An important initiative in BD and ‘open science’ are the Findability, Accessibility, Interoperability, and Reusability (FAIR) Guiding Principles [22]. These provide guidelines to make data findable (F), accessible (A), interoperable (I) and reusable (R) to the research community. The FAIR Guiding Principles put specific emphasis on enhancing the ability of machines to automatically find and use the data (e.g., using well-defined metadata), in addition to supporting its reuse by individuals. They help researchers to properly share their data with others in the spirit of ‘open science’ [23]. The FAIR principles have been recently extended towards research software as well [24], making sure that not only the data can be found and reused easily, but also the software and algorithms working with the data. Many of the principles could be directly applied to software, but some of them needed to be revised or extended to cope with some of the specific characteristics of software such as their executability, composite nature, and continuous evolution accompanied by frequent versioning.

The European GDPR law can be an issue when doing BD research on clinical data. However, there are technical solutions to help out, preserving privacy but still enabling researchers to do their job. For example, federated learning is a machine learning technique that trains an algorithm across multiple decentralized sources, without having to exchange the data. The AI algorithm travels to the data instead of the other way around. One example of a federated learning system using medical data is the Personal Health Train (PHT) [25, 26]. The PHT is designed to enable researchers to work with health data from various sources. It can give controlled access to data, while ensuring privacy protection and optimal engagement of individual patients and citizens [26]. The sensitive health data remain at the source and do not need to be transferred.

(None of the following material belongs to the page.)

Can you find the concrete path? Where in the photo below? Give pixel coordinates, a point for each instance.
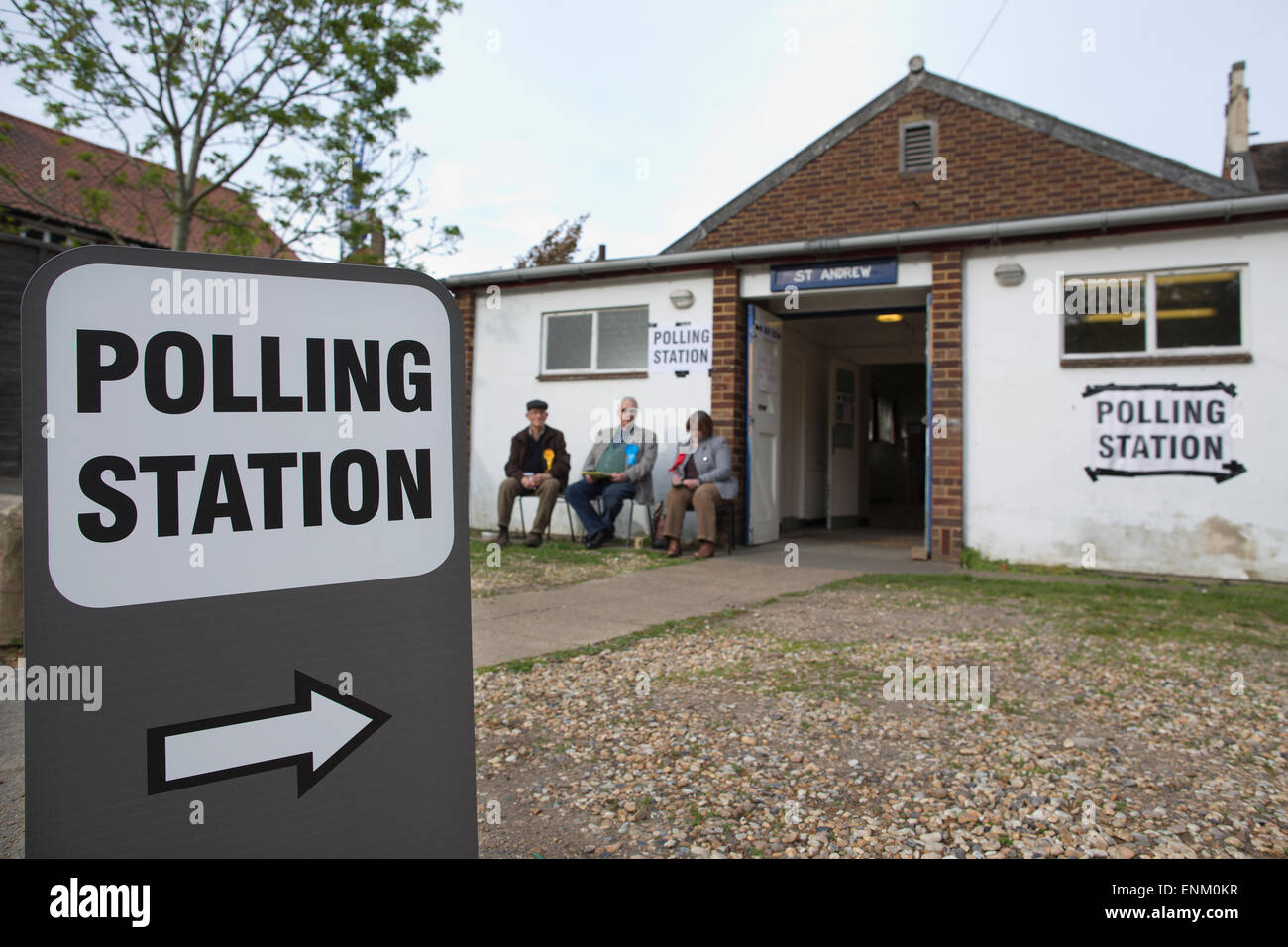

Data also needs to be structured and standardized well before it can be used by machine learning algorithms. A standard that is being used often is the Health Level 7 (HL7) Fast Healthcare Interoperability Resources (FHIR) standard [27]. It is free to use, defines a modern ReST interface and can easily be interpreted by machines. It also contains a human readable summary. Other widely used standards in the medical area include the Systematized Nomenclature Of MEDicine Clinical Terms (SNOMED CT) [28] and the Logical Observation Identifiers Names and Codes (LOINC) [29]. SNOMED CT is a multilingual clinical healthcare terminology which supports the development of comprehensive high-quality clinical content in electronic health records (EHRs). LOINC is the international standard for identifying health measurements, observations, and documents. In genomics research, an often used standard is the gene ontology (GO) [30]. GO’s mission is to develop a comprehensive, cross-species computational model of biological systems, ranging from the molecular to the organism level. It is the world’s largest source of information on the functions of genes, and can be understood by both humans and machines.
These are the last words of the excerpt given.